Según datos de los Informes anuales de hechos de violencia contra las mujeres, publicado por el Ministerio de Seguridad y Justicia, las cifras por feminicidios han sido invariables con y sin régimen de excepción. En específico los feminicidios íntimos, es decir, los cometidos por personas con relaciones de confianza con la víctima: pareja, familiares, amigos, vecinos, etc. Entre 2019 y 2022 se han registrado en promedio 17 por año, y en lo que va de 2023, hasta el 15 de marzo, se han registrado cinco. Si la base de la política pública o la medida de obtención de justicia pasa por seguir contando feminicidios, así sea uno solo, sobra decir que no es efectiva ni eficiente.

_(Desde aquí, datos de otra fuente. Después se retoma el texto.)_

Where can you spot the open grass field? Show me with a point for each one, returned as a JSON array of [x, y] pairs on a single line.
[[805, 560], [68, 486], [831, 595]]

Si la estrategia con los militares en las calles y las penas es infundir miedo al castigo, los números evidencian que no está funcionando. Tampoco ayuda que en lugar de asumirlo como un problema real que hay que tratar de fondo el oficialismo use mujeres como voceras para afirmar, contrario a la evidencia que el mismo Gobierno (aún) produce, que el régimen de excepción ha contribuido con la disminución de los feminicidios. Este delito, se sabe y se ha repetido una y otra vez, apenas es la punta del iceberg. El desenlace más trágico de un ciclo de violencia que se repite con el beneplácito de un Gobierno que en lugar de ir a la raíz del problema quiere seguir luciéndose como modelo de represión.